Schon seit ein paar Jahren kann man mit dem Smartphone auch Fotos im Raw-Format aufnehmen, aber hier gibt es durchaus unterschiedliche Formate – selbst wenn sie alle DNG heißen.

Carpaccio, Ceviche oder Sashimi – die Zubereitungen von rohem Fleisch oder Fisch sind allesamt lecker, schmecken aber durchaus unterschiedlich. Auch die Rohdatenformate, in denen Fotos gespeichert werden, unterscheiden sich, und nicht einmal Adobes universelles Raw-Format DNG hebt diese Unterschiede auf.

Raw ist nicht gleich Raw
Lightroom für Mobilgeräte kann auch Rohdaten im DNG-Format speichern.

Smartphone-Fotografen sind längst nicht mehr auf das JPEG- oder neuerdings das HEIF-Format beschränkt. Genauso wie „richtige“ Kameras können aktuelle Handys auch in einem Raw-Format speichern. Adobes Lightroom-Version für Mobilgeräte beispielsweise beinhaltet ein Aufnahmemodul, das unter Android und iOS Aufnahmen im DNG-Format unterstützt.

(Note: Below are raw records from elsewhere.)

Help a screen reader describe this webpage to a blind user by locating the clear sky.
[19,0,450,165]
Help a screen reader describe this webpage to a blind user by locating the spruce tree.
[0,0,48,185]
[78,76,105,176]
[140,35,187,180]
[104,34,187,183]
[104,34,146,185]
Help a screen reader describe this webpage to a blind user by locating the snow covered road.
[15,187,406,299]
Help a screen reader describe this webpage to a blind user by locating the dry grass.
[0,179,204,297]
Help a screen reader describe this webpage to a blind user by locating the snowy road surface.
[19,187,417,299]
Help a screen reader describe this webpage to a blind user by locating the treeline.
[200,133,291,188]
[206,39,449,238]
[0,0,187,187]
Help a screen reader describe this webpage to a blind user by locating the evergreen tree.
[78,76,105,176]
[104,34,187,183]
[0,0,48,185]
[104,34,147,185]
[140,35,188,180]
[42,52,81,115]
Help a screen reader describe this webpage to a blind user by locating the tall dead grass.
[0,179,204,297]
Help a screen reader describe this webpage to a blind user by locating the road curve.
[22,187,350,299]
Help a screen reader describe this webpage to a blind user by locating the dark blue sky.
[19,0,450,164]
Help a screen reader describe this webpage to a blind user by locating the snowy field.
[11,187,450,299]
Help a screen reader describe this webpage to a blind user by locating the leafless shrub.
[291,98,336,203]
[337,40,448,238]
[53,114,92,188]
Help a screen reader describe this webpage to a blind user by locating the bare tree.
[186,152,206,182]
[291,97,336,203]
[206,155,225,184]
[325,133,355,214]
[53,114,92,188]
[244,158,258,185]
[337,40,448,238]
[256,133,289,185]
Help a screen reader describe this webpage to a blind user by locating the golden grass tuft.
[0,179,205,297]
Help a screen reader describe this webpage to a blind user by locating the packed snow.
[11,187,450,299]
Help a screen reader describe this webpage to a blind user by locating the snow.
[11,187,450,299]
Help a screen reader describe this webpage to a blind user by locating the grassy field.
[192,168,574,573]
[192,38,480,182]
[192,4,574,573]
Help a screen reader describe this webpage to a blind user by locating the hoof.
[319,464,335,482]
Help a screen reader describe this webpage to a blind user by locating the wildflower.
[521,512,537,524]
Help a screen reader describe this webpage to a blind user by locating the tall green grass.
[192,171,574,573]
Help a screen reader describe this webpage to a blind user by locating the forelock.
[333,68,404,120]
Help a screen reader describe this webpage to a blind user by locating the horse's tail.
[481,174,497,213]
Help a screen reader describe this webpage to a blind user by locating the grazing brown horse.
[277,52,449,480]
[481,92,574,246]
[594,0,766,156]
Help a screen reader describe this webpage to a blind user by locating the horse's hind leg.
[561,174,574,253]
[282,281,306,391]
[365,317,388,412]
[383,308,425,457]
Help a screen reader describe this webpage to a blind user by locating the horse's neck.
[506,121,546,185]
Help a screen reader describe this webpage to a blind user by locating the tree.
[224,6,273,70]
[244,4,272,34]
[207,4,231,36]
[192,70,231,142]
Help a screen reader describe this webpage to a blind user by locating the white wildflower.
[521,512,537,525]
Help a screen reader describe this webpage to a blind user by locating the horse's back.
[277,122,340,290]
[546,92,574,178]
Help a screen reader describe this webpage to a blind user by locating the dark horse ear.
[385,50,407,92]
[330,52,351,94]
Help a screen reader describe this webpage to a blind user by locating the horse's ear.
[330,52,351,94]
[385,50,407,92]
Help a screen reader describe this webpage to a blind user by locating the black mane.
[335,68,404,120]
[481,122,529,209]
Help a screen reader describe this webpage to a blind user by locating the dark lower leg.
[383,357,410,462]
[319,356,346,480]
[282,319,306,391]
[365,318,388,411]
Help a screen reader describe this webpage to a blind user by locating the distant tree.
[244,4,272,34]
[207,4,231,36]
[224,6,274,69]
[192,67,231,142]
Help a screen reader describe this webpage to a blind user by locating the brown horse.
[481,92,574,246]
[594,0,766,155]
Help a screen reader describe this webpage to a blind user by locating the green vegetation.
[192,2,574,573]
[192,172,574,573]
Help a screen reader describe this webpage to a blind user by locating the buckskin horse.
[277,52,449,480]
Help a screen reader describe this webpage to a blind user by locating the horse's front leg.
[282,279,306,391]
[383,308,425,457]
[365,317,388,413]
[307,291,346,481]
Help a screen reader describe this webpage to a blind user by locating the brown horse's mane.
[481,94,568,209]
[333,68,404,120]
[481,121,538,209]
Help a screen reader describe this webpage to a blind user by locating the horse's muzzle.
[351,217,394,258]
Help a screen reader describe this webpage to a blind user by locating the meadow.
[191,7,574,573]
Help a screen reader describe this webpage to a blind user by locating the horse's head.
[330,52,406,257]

Davon hatte ich mir seinerzeit einiges versprochen: Natürlich würden die qualitativen Möglichkeiten der kleinen Sensoren beschränkt bleiben, aber eine optimierte Entwicklung der Bilder mit einem Raw-Konverter könnte sicherlich noch mehr herausholen, als die gewohnten JPEGs zeigten. In der Praxis erfüllte sich diese Erwartung leider nicht. Bei schlechten Lichtverhältnissen waren die JPEGs out of camera sogar regelmäßig besser als die Ergebnisse, die ich mit einer Raw-Entwicklung erzielen konnte.

Raw ist nicht gleich Raw
Apples Kamera-App speichert wahlweise im JPEG-, HEIF- oder ProRAW-Format – Letzteres ist tatsächlich ein lineares DNG.

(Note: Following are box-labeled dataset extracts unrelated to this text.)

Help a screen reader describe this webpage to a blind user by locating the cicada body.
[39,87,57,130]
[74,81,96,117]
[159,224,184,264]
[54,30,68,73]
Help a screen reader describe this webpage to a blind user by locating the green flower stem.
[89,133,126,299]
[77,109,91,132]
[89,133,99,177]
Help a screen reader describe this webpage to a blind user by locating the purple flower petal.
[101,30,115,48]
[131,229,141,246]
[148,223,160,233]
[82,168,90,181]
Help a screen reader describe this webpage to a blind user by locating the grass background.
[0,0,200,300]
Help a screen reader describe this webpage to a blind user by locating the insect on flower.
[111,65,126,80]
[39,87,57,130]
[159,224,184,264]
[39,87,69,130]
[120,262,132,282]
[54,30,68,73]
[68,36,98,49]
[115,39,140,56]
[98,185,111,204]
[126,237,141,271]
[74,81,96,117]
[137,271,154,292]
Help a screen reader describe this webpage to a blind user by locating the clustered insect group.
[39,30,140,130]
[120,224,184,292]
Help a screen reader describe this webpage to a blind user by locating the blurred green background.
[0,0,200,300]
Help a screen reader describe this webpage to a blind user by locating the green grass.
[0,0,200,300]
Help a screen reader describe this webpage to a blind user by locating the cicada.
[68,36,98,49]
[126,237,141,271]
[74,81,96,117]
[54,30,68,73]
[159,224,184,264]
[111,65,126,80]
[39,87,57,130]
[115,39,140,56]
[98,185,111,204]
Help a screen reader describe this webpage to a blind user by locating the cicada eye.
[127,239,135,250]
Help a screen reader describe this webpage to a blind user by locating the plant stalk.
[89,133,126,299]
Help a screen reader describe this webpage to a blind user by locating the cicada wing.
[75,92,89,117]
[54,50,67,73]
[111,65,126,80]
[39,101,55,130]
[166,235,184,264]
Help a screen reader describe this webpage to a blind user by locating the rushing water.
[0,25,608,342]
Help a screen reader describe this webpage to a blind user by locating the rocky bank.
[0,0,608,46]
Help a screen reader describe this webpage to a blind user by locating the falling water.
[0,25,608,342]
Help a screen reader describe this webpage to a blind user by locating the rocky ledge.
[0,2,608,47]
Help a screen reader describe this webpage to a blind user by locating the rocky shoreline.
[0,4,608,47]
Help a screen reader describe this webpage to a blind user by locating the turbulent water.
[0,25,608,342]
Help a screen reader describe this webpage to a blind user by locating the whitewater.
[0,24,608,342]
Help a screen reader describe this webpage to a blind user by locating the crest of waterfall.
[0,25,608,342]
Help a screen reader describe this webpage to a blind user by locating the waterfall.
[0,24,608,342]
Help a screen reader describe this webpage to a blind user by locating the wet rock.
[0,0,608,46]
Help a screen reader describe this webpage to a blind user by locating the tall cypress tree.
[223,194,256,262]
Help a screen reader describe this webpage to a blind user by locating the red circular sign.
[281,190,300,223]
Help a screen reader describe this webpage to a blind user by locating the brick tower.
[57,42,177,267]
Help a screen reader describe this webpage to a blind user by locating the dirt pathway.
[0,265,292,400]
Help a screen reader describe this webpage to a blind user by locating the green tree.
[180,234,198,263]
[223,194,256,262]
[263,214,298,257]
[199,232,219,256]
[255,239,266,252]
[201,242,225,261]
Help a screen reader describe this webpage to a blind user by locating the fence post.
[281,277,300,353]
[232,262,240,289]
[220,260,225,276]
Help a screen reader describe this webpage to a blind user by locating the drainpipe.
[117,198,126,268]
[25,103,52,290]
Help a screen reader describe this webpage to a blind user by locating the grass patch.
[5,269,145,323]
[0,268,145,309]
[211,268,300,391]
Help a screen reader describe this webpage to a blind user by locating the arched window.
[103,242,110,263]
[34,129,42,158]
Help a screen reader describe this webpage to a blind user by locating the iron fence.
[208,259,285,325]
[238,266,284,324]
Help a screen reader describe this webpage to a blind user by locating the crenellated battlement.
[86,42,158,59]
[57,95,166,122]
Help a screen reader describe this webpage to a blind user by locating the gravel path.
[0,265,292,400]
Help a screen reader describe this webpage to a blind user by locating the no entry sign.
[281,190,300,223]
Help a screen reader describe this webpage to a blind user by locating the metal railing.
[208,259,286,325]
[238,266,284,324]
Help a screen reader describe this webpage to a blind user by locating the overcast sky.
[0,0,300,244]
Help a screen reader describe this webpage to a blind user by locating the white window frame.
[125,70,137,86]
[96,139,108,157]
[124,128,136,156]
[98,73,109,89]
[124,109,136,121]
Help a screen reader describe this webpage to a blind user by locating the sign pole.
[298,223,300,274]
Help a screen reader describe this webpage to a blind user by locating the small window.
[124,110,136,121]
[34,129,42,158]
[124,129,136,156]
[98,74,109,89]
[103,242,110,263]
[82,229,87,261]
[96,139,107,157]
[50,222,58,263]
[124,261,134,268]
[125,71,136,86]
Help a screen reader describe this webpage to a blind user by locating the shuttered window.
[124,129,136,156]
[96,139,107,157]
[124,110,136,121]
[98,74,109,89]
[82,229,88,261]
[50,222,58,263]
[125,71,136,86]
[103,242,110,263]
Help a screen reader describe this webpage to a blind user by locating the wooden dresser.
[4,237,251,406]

Mit dem iPhone 12 Pro führte Apple dann sein ProRAW-Format ein, das hier eine Verbesserung bringen sollte – nämlich die gewohnte Bildqualität, kombiniert mit der Flexibilität eines Raw-Formats. Um ProRAW zu nutzen, wählt man in Apples Kamera-App am oberen Rand »RAW« aus. Gespeichert werden dann immer noch DNG-Dateien – das heißt, ProRAW ist lediglich ein Sonderfall des DNG-Formats –, aber die Ergebnisse fielen tatsächlich besser aus. Nur den erhofften Spielraum in der Raw-Entwicklung fand ich auch mit ProRAW nicht.

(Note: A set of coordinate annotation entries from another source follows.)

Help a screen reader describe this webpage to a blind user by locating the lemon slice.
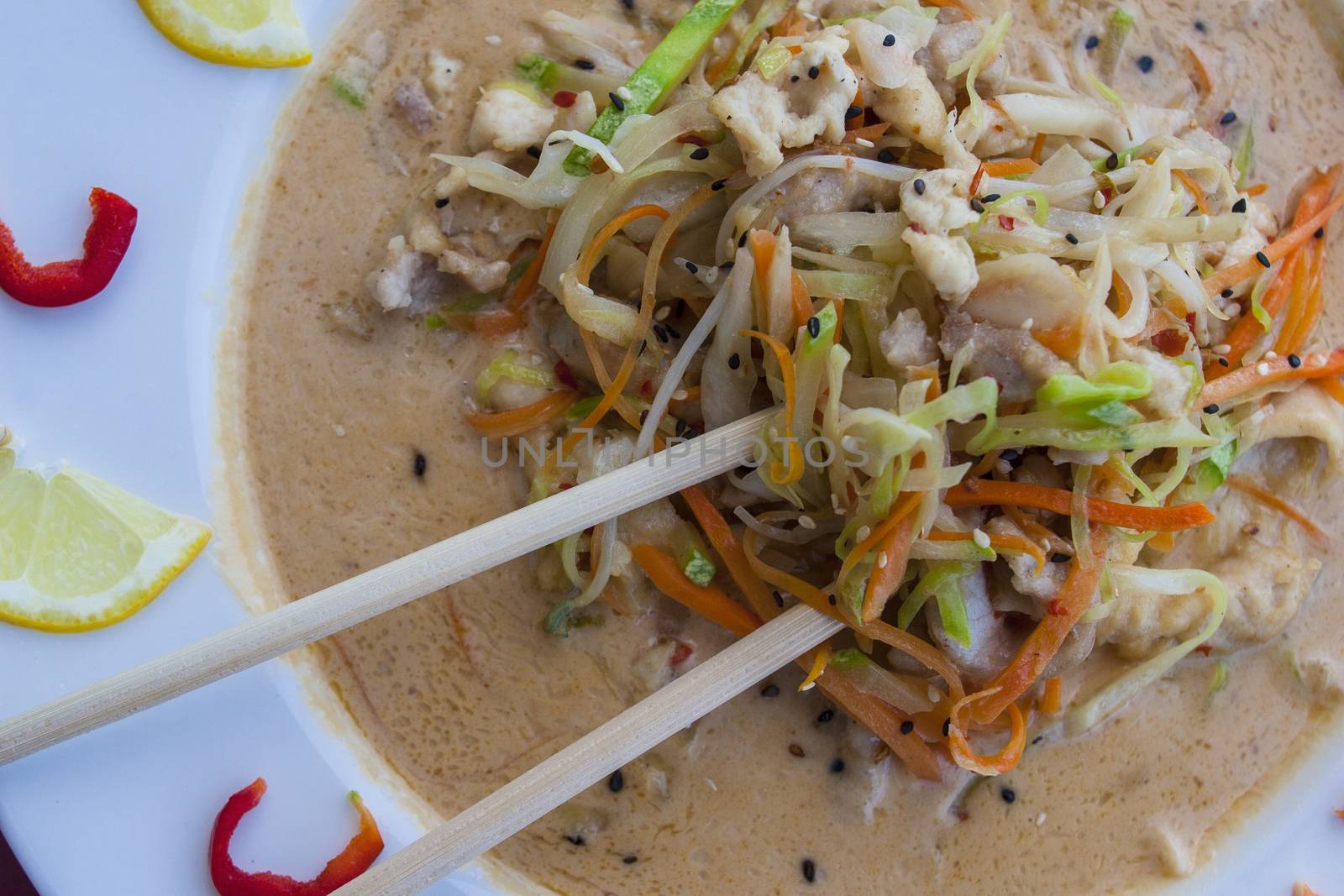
[139,0,313,69]
[0,448,210,631]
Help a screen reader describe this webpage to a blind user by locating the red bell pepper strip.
[210,778,383,896]
[0,186,136,307]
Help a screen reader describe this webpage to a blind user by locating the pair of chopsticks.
[0,410,842,896]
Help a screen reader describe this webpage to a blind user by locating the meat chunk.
[938,312,1075,401]
[710,25,858,177]
[468,86,555,152]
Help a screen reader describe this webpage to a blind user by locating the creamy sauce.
[225,0,1344,896]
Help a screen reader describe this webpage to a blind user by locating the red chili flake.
[0,186,137,307]
[1153,327,1189,358]
[555,358,580,390]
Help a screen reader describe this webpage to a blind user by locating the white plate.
[0,0,1344,896]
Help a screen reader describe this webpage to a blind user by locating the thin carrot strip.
[738,329,804,485]
[985,159,1040,177]
[466,391,574,438]
[1205,187,1344,296]
[943,475,1226,532]
[1040,676,1064,716]
[1227,473,1326,542]
[504,220,555,313]
[681,485,778,619]
[1172,168,1208,215]
[970,525,1109,724]
[1196,348,1344,407]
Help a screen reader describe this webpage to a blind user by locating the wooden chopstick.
[0,410,774,764]
[333,603,844,896]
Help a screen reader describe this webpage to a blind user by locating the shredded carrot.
[789,271,811,333]
[985,159,1040,177]
[927,529,1046,575]
[970,525,1109,724]
[1205,187,1344,296]
[1172,168,1208,215]
[1227,473,1326,542]
[798,641,831,690]
[738,329,804,485]
[858,505,916,622]
[948,688,1026,777]
[943,475,1221,532]
[466,390,574,438]
[1196,348,1344,407]
[836,491,923,589]
[1040,676,1064,716]
[681,485,778,619]
[504,220,555,312]
[630,544,761,638]
[1028,132,1048,165]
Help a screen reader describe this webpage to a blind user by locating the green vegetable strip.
[564,0,742,177]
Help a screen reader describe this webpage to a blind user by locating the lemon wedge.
[139,0,313,69]
[0,448,210,631]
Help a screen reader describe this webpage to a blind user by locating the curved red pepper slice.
[0,186,137,307]
[210,778,383,896]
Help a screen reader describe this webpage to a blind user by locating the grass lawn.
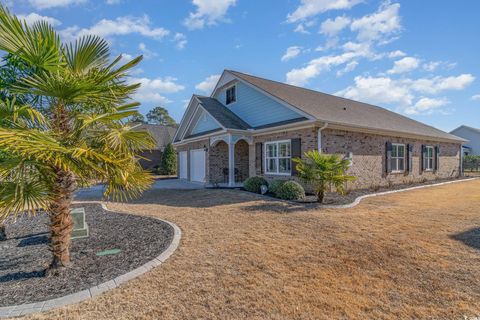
[23,180,480,319]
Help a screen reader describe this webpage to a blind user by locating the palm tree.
[293,150,355,203]
[0,6,154,275]
[0,98,45,241]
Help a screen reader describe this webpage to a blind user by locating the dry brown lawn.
[18,180,480,319]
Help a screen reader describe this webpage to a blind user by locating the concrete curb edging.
[321,178,478,209]
[249,177,480,209]
[0,201,182,318]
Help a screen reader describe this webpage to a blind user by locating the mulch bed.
[255,177,471,206]
[0,204,174,307]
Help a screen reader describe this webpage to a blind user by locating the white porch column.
[228,134,235,187]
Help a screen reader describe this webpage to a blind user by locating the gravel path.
[0,204,173,307]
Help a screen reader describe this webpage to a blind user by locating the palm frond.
[65,35,109,73]
[0,5,61,71]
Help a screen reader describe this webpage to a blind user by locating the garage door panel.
[190,149,206,182]
[178,151,188,179]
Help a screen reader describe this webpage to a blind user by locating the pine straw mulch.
[0,204,173,307]
[17,180,480,319]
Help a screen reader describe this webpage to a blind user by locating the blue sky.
[3,0,480,131]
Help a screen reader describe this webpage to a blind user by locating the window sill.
[264,172,292,176]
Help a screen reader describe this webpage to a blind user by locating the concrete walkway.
[75,179,205,200]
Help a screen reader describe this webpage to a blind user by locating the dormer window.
[225,86,237,104]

Um die Unterschiede zwischen den Rohdatenformaten zu zeigen, bin ich mal in den Keller gegangen, habe das Licht ausgeschaltet gelassen und mit meinem iPhone 12 Pro zunächst ein Foto mit Lightroom gemacht. Das Ergebnis ist – wie zu erwarten – stark verrauscht:

Raw ist nicht gleich Raw
Kaum Licht, und dafür viel Rauschen: Eine Aufnahme mit Lightroom auf dem iPhone 12 Pro

Ein Ausschnitt zeigt das noch besser:

Raw ist nicht gleich Raw
Ein Ausschnitt aus dem Bild oben

Die DNG-Datei enthält Rohdaten, wie sie auch eine konventionelle Kamera liefert. Für jedes Sensorpixel wird die Helligkeit im roten, grünen beziehungsweise blauen Farbkanal gespeichert, so dass der Raw-Konverter die beiden fehlenden Farben hinzuerfinden muss. In Lightroom Classic auf meinem iMac habe ich dazu das KI-basierte Demosaicing mit »Verbessern« genutzt, das gleichzeitig das Rauschen wirksam unterdrückt. Bei einer Rauschunterdrückung mit dem Wert 50 sieht es schon deutlich besser aus:

Raw ist nicht gleich Raw
Nach der Rauschunterdrückung mit »Verbessern«

Man sieht zwar immer noch Rauschen, das sich mit höheren Werten als 50 weiter reduzieren ließe, aber die Bilddetails wirkten dann allzu künstlich.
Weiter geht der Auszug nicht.